If an association or foundation promotes the public good, it is not treated as liable to pay VAT for that activity or other activities it may pursue that are considered exempt: no VAT is added to the prices of goods and services. In this case, the association or foundation cannot deduct the VAT included in its purchases.
However, a corporate body promoting the public good is liable to pay VAT on the following specific activities:
- Anything that is treated as a taxable business operation for the purposes of income tax. Small-scale operations (turnover for the accounting period max €10,000) fall nevertheless outside VAT taxation.
- Own use of restaurant and catering services.
- Own use of real estate management services.
A corporate body promoting the public good may opt for registering for VAT although they do not conduct taxable business. However, the activity that it operates must in that case be a business operation within the meaning of VAT Act. It must be possible to differentiate between the activity for which VAT registration is sought and the body’s other activities. This way, its application for VAT registration will not concern the body’s other, separate activities.
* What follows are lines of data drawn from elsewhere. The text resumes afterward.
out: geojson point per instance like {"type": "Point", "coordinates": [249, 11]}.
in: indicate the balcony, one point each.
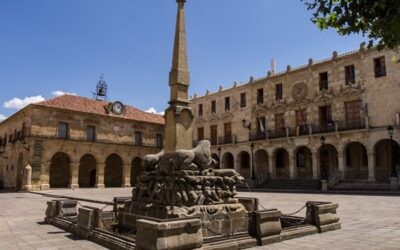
{"type": "Point", "coordinates": [309, 129]}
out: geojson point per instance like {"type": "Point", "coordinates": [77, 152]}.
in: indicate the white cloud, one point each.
{"type": "Point", "coordinates": [59, 92]}
{"type": "Point", "coordinates": [17, 103]}
{"type": "Point", "coordinates": [154, 111]}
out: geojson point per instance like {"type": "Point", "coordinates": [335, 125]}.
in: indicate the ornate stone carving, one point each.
{"type": "Point", "coordinates": [300, 91]}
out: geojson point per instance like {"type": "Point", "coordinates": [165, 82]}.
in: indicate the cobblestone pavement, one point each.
{"type": "Point", "coordinates": [368, 222]}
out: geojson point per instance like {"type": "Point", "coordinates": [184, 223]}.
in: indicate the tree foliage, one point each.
{"type": "Point", "coordinates": [378, 19]}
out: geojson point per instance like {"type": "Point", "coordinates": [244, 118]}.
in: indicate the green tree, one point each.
{"type": "Point", "coordinates": [378, 19]}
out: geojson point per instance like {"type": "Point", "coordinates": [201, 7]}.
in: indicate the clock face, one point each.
{"type": "Point", "coordinates": [118, 107]}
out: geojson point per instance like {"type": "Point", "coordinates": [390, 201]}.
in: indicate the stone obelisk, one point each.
{"type": "Point", "coordinates": [179, 116]}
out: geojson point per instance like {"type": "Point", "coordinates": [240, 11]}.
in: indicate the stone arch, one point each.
{"type": "Point", "coordinates": [328, 157]}
{"type": "Point", "coordinates": [356, 160]}
{"type": "Point", "coordinates": [384, 158]}
{"type": "Point", "coordinates": [228, 161]}
{"type": "Point", "coordinates": [87, 171]}
{"type": "Point", "coordinates": [60, 170]}
{"type": "Point", "coordinates": [20, 171]}
{"type": "Point", "coordinates": [244, 163]}
{"type": "Point", "coordinates": [113, 171]}
{"type": "Point", "coordinates": [281, 163]}
{"type": "Point", "coordinates": [303, 159]}
{"type": "Point", "coordinates": [136, 170]}
{"type": "Point", "coordinates": [261, 162]}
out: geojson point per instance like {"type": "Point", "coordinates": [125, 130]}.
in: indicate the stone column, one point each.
{"type": "Point", "coordinates": [292, 166]}
{"type": "Point", "coordinates": [126, 176]}
{"type": "Point", "coordinates": [371, 166]}
{"type": "Point", "coordinates": [27, 178]}
{"type": "Point", "coordinates": [73, 181]}
{"type": "Point", "coordinates": [100, 175]}
{"type": "Point", "coordinates": [44, 175]}
{"type": "Point", "coordinates": [315, 166]}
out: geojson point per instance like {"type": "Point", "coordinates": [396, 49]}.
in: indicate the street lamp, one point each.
{"type": "Point", "coordinates": [253, 174]}
{"type": "Point", "coordinates": [219, 157]}
{"type": "Point", "coordinates": [323, 160]}
{"type": "Point", "coordinates": [393, 166]}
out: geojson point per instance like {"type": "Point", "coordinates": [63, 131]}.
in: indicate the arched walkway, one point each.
{"type": "Point", "coordinates": [136, 170]}
{"type": "Point", "coordinates": [261, 162]}
{"type": "Point", "coordinates": [20, 171]}
{"type": "Point", "coordinates": [281, 163]}
{"type": "Point", "coordinates": [244, 164]}
{"type": "Point", "coordinates": [215, 157]}
{"type": "Point", "coordinates": [60, 170]}
{"type": "Point", "coordinates": [87, 171]}
{"type": "Point", "coordinates": [328, 157]}
{"type": "Point", "coordinates": [228, 161]}
{"type": "Point", "coordinates": [303, 163]}
{"type": "Point", "coordinates": [113, 171]}
{"type": "Point", "coordinates": [356, 161]}
{"type": "Point", "coordinates": [384, 158]}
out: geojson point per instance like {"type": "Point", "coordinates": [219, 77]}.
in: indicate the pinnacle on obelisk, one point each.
{"type": "Point", "coordinates": [179, 116]}
{"type": "Point", "coordinates": [179, 77]}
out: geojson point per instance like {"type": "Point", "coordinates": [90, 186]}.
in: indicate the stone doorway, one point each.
{"type": "Point", "coordinates": [384, 159]}
{"type": "Point", "coordinates": [328, 157]}
{"type": "Point", "coordinates": [244, 164]}
{"type": "Point", "coordinates": [20, 171]}
{"type": "Point", "coordinates": [303, 163]}
{"type": "Point", "coordinates": [136, 170]}
{"type": "Point", "coordinates": [261, 163]}
{"type": "Point", "coordinates": [60, 170]}
{"type": "Point", "coordinates": [228, 161]}
{"type": "Point", "coordinates": [356, 161]}
{"type": "Point", "coordinates": [281, 163]}
{"type": "Point", "coordinates": [87, 166]}
{"type": "Point", "coordinates": [113, 171]}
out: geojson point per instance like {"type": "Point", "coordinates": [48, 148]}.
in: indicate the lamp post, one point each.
{"type": "Point", "coordinates": [253, 174]}
{"type": "Point", "coordinates": [392, 163]}
{"type": "Point", "coordinates": [219, 157]}
{"type": "Point", "coordinates": [323, 160]}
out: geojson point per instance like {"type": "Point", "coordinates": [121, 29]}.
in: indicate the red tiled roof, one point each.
{"type": "Point", "coordinates": [87, 105]}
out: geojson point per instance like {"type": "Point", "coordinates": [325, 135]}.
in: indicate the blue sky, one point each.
{"type": "Point", "coordinates": [65, 45]}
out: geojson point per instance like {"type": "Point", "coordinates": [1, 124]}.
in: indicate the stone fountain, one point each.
{"type": "Point", "coordinates": [183, 201]}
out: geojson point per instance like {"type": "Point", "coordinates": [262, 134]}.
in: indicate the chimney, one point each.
{"type": "Point", "coordinates": [273, 66]}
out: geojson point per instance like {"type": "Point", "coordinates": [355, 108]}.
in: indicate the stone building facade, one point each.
{"type": "Point", "coordinates": [276, 123]}
{"type": "Point", "coordinates": [72, 141]}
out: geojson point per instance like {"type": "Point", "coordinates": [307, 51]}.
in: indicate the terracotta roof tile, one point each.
{"type": "Point", "coordinates": [87, 105]}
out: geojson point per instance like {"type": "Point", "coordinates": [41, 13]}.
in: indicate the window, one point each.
{"type": "Point", "coordinates": [90, 133]}
{"type": "Point", "coordinates": [228, 133]}
{"type": "Point", "coordinates": [260, 96]}
{"type": "Point", "coordinates": [380, 66]}
{"type": "Point", "coordinates": [325, 117]}
{"type": "Point", "coordinates": [350, 76]}
{"type": "Point", "coordinates": [159, 142]}
{"type": "Point", "coordinates": [301, 121]}
{"type": "Point", "coordinates": [63, 130]}
{"type": "Point", "coordinates": [243, 100]}
{"type": "Point", "coordinates": [227, 103]}
{"type": "Point", "coordinates": [200, 134]}
{"type": "Point", "coordinates": [213, 107]}
{"type": "Point", "coordinates": [352, 111]}
{"type": "Point", "coordinates": [280, 123]}
{"type": "Point", "coordinates": [260, 125]}
{"type": "Point", "coordinates": [200, 109]}
{"type": "Point", "coordinates": [138, 138]}
{"type": "Point", "coordinates": [213, 134]}
{"type": "Point", "coordinates": [323, 81]}
{"type": "Point", "coordinates": [278, 92]}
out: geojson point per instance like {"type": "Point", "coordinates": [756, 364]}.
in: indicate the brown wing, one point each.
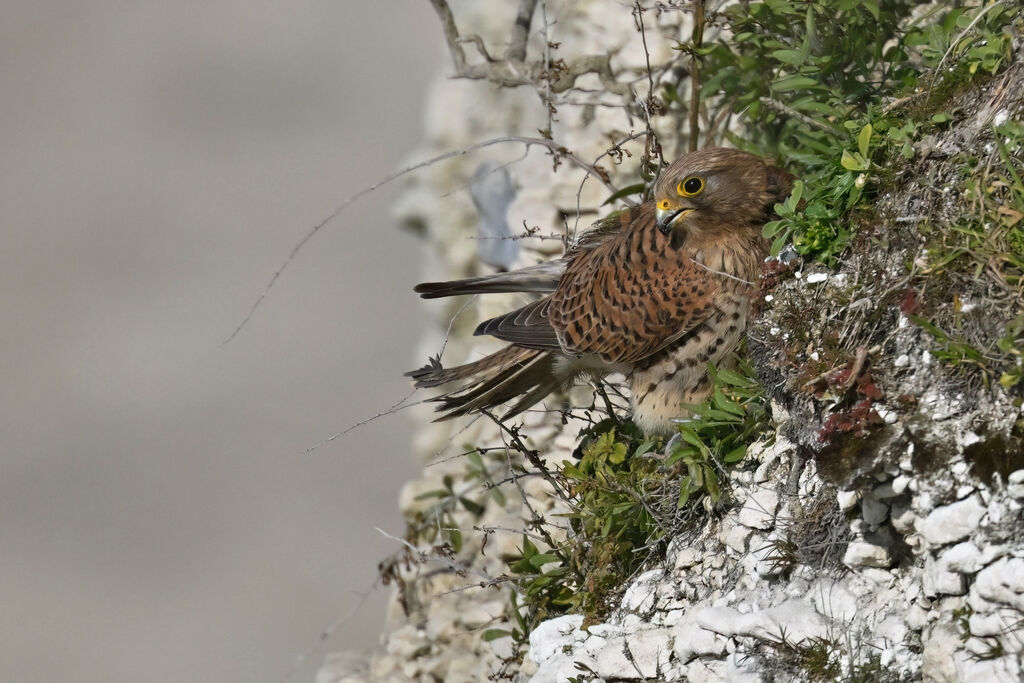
{"type": "Point", "coordinates": [528, 327]}
{"type": "Point", "coordinates": [632, 296]}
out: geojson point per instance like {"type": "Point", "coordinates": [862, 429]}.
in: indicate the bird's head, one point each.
{"type": "Point", "coordinates": [717, 189]}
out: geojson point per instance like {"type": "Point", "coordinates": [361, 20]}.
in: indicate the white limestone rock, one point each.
{"type": "Point", "coordinates": [951, 522]}
{"type": "Point", "coordinates": [794, 620]}
{"type": "Point", "coordinates": [691, 640]}
{"type": "Point", "coordinates": [759, 511]}
{"type": "Point", "coordinates": [863, 554]}
{"type": "Point", "coordinates": [1003, 582]}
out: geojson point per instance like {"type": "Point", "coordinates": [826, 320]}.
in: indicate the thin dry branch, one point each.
{"type": "Point", "coordinates": [556, 150]}
{"type": "Point", "coordinates": [515, 70]}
An example of an activity for which VAT registration may separately be sought is the ownership of forest land and the carrying out of business relating to it.
Reporting and paying VAT
As a VAT taxpayer, you must submit a VAT return on your own initiative and pay it, in accordance with the tax period you or your company has. You can report and pay VAT in MyTax.
Small-scale operations and VAT relief
If the VAT taxable operation is considered small-scale ‒ i.e. the turnover for the accounting period (12 months) is less than €30,000 ‒ you may be eligible to relief for the VAT.
Amount of VAT
If you sell a product, you can calculate the VAT to be added by multiplying its net price by the currently valid VAT rate for that product and dividing the result by 100. The base for VAT is the net price to be charged from the buyer.
VAT rates on goods and services
|24%||the general rate: most goods and services|
|14%||a reduced rate: food, animal feed, restaurant and catering services|
|10%||a reduced rate: books, pharmaceutical products, physical exercise services, film showings, entrance to cultural and entertainment events, passenger transport services, accommodation services, operations relating to TV and public broadcasting against a fee|
The buyer must be given a receipt or invoice
Sellers registered for VAT must give an invoice to their buyers. It must contain the required VAT details listed in VAT Act.
To have the right to deduct input VAT, the buyer must get and keep the invoice, receipt or other similar documentation from the seller.
Termination of VAT taxable operations
If you cease to operate your VAT taxable trade or business, please file a Notice of termination (ytj.fi) without delay.